A deep understanding of requirements is the foundation of any good collaboration solution. Requirements are not separate from objectives; rather the opposite - requirements follow from precisely defined objectives. However, this translation is not always straightforward, and it requires some finesse and insight. Too often, requirements address symptoms and not the underlying issues. As I have mentioned before in this blog, Here is a very brief overview of the different requirement clusters identified in the ECOSPACE project (eProfessional Collaboration Space), where I recently participated in the final review (more from this review in a future blog post). ECOSPACE is an Integrated Project funded by the European Commission under the 6FP/IST Programme, Strategic Objective Collaborative Working Environments.
eProfessionals extends the traditional concept of professional in including any type of expert or knowledge worker that depend on ICT environments and tools in their work practices (see project description on AMI Communities or the ECOSPACE project website).
The following high-level requirement clusters (RCs) have been identified by the ECOSPACE project partners as generic requirements for eProfessionals:
RC 1: Activity space – Context-specific subset or representation of a work environment that includes resources, people and tools. Arranges everything that is needed to produce a typical piece of work in a team. This is where you go to produce outputs when objectives are clearly defined. Context-specific means adapted to the task at hand, e.g. smart use of desktop real estate – emphasizing relevant objects and hiding irrelevant ones using semantics or other approaches.
RC 2: Team setup – A simple way to connect people with the right individual competency profiles, help them develop a shared understanding, structure work, get them operational quickly, organize them in a group and link them together with all required connectivity options.
RC 3: Knowledge discovery – Identify available and relevant competencies and knowledge resources (documents, files, knowledge objects, ideas, concepts), create competence maps and establish proper links to particular project or community activities.
RC 4: Management overview on work – Management dashboard; gives project managers and innovation / community managers a quick overview of key issues and the status and progress towards objectives.
RC 5: Synchronous communication and collaboration – Seamless integration of synchronous and asynchronous collaboration into the work activities and support for synchronous collaboration processes.
RC 6: Personal work view – Support the self-organisation in the context of the collaborative activities; “myDashboard”, “iDashboard”, “iView” or similar. Highlights and structures relevant resources for each individual according to context and preferences. The key point is that knowledge and information requirements are dynamic and highly context-dependent, and this limits productivity because knowledge workers often have to spend mental capacity (that could otherwise be invested in value-adding activities) on configuring their own workspace to make it suitable for what they are doing. Each “shift” or “transition” between activities with different objectives and process inputs and resources hence forces the worker to focus on the technology and process setup rather than the objectives at hand.
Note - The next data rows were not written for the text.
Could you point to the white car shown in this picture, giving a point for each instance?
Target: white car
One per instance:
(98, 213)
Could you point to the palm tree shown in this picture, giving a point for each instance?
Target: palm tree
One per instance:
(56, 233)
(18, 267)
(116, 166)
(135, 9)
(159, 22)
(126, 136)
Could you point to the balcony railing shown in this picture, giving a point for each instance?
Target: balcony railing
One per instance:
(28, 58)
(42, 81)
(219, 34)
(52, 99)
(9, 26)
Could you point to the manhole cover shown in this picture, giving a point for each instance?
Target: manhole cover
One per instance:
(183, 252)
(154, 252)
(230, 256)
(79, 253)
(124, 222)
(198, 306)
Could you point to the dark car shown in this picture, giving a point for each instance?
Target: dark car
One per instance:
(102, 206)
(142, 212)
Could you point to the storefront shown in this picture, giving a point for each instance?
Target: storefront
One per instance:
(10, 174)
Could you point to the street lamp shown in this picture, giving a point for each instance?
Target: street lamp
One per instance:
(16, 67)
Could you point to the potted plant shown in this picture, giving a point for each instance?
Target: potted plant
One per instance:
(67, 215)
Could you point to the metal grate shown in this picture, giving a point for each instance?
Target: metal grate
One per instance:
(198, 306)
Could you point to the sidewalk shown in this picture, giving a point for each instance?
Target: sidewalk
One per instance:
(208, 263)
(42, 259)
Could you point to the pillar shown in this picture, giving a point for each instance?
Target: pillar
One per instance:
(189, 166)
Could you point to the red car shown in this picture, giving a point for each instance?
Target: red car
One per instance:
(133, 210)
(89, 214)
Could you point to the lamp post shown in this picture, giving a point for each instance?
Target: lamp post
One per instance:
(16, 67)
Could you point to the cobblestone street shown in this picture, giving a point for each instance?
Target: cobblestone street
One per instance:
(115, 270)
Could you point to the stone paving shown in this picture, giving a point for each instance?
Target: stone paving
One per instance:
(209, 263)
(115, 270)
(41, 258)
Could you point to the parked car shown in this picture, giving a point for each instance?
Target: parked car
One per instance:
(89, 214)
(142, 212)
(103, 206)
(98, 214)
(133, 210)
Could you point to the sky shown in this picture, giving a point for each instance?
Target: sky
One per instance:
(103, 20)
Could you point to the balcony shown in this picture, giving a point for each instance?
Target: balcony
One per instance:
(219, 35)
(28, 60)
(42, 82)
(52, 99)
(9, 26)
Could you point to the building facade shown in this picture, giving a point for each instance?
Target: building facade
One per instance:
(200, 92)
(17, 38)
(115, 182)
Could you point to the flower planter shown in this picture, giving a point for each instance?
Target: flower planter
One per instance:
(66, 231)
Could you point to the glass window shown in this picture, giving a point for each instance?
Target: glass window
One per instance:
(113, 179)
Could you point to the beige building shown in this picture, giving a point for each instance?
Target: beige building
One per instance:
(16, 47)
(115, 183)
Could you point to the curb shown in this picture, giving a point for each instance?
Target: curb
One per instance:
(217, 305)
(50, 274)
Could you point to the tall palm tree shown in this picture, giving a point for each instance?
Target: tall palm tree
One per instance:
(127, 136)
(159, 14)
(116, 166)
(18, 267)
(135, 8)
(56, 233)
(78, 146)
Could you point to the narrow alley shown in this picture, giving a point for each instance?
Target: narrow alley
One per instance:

And as 1) relevant information in one context or work stream may be very different from what is needed in the next context, and 2) the number of such shifts or transitions can be substantial in any single day, the use of semantic principles and configuration technologies that could semi-automate or simplify the user interface not only in a single context, but across different contexts and work processes, could improve knowledge worker effectiveness and efficiency considerably.
In addition, change management was identified as a cross-cutting requirement:
RC X: Change management – How ICT can enable and support effective change management activities have been identified as a supportive requirement cluster. Some of the change requirements can probably be addressed from within the other clusters, but the point is to keep the required flexibility to stay agile and nimble under changing circumstances. The ICT systems in use should support the processes rather than restricting them.
An important research result from the ECOSPACE project is that although different industrial sectors appear to have similar collaboration requirements on an aggregated level, the manifestation of these requirements in actual collaboration concepts, systems and processes remain highly contextual. Therefore, the technologies developed to address identified collaboration requirements such as e.g. knowledge discovery or activity space, will necessarily have a different configuration or representation for different industrial sectors.
7 comments:
What do you mean by "supportive requirements cluster". Where can I find more information about it?